Antonia (Laura) serait le personnage le plus lointain de la pièce originale. La pièce de Tennessee Williams est encadrée par des monologues de Tom (Lorenzo dans El tiempo todo entero) adressés au public où il prévient que ce que nous allons voir ou lire est son souvenir de son départ du foyer, laissant derrière lui sa soeur et sa mère. Dans El tiempo todo entero, d’une certaine façon, on donne la parole à Antonia, la soeur (Laura dans La Ménagerie). Et loin d’être un personnage fragile, c’est quelqu’un qui fait de sa phobie un discours et une façon de voir le monde. La grammaire de la pièce est celle de ce personnage, la gestion du temps aussi.
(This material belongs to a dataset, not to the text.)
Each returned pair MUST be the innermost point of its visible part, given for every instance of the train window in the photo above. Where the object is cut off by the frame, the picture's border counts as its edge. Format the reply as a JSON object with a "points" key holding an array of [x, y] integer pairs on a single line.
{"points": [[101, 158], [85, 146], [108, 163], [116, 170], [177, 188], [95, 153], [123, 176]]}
C’est quelqu’un qui passe beaucoup de temps seule et enfermée ; il y a quelque chose de l’emploi du temps d’Antonia qui ressemble beaucoup à l’oisiveté ; mais au lieu d’être du loisir comme complément ou compensation au travail, il fonctionne comme un temps réflexif, un temps personnel : je dirais que dans notre version l’action s’écoule dans ce temps mental, déconnecté de toute productivité. Ce qui apparaît maintenant, sans avoir été conscient pendant les répétitions de la pièce, c’est une certaine association avec le “Je préférerais ne pas” de Bartleby, sachant que le frère est en train de lire Moby Dick.


J’aime considérer Laura dans La Ménagerie non pas comme une femme paralysée et empêchée dans son rôle social mais plutôt comme quelqu’un qui décide de ne pas faire, et qui a un discours à ce sujet. En fait, la Laura de La Ménagerie aussi décide de ne rien faire, elle cesse d’aller à l’école et elle passe ses journées dans les rues pour ne pas avoir à fournir d’explications ; mais j’ai la sensation que dans La Ménagerie elle est un peu victimisée – peut-être par le regard de Tom. Antonia, tout comme Laura dans La Ménagerie, est victime de sa propre névrose et face au choix, elle décide de ne pas choisir.


Lorenzo (Tom dans La Ménagerie) quant à lui est un peu le modèle du fils de la moyenne bourgeoisie qui veut se rendre en Espagne chercher autre chose, loin de sa famille. Il partage ce rêve avec le personnage de Tom, mais la décision de Tom est plus drastique dans la mesure où celui-ci laisse sa mère et sa soeur sans ressource. Dans notre version, la mère Uschi (Amanda dans La Ménagerie) est une femme indépendante et active. Et en cela elle est assez différente de la mère originale, bien qu’elles soient toutes les deux cyniques et corrosives. Il n’y a pas, dans notre version, la question des problèmes économiques mais il y a une actualisation dans ce symptôme postmoderne d’une certaine bourgeoisie, ce postulat de “tu peux faire tout ce que tu veux” et la perplexité face à cela. Devoir choisir, décider.


Temps et silence dans le spectacle


Pour moi, la mise en scène de la pièce est un travail sur le temps et sur le silence (bien que les personnages parlent beaucoup). L’autre titre possible pour la pièce était Le Silence énorme, qui est une citation de Tennessee Williams, mais finalement nous ne l’avons pas gardé. Par rapport au temps, nous travaillerons autour de la lumière permanente, une lumière de volière. L’absence de noirs sur la scène donne une sensation d’irréalité, de jour et de nuit éternels et d’altération de la perception du temps. On ne sait déjà plus combien de temps a passé et depuis combien de temps on observe ces gens.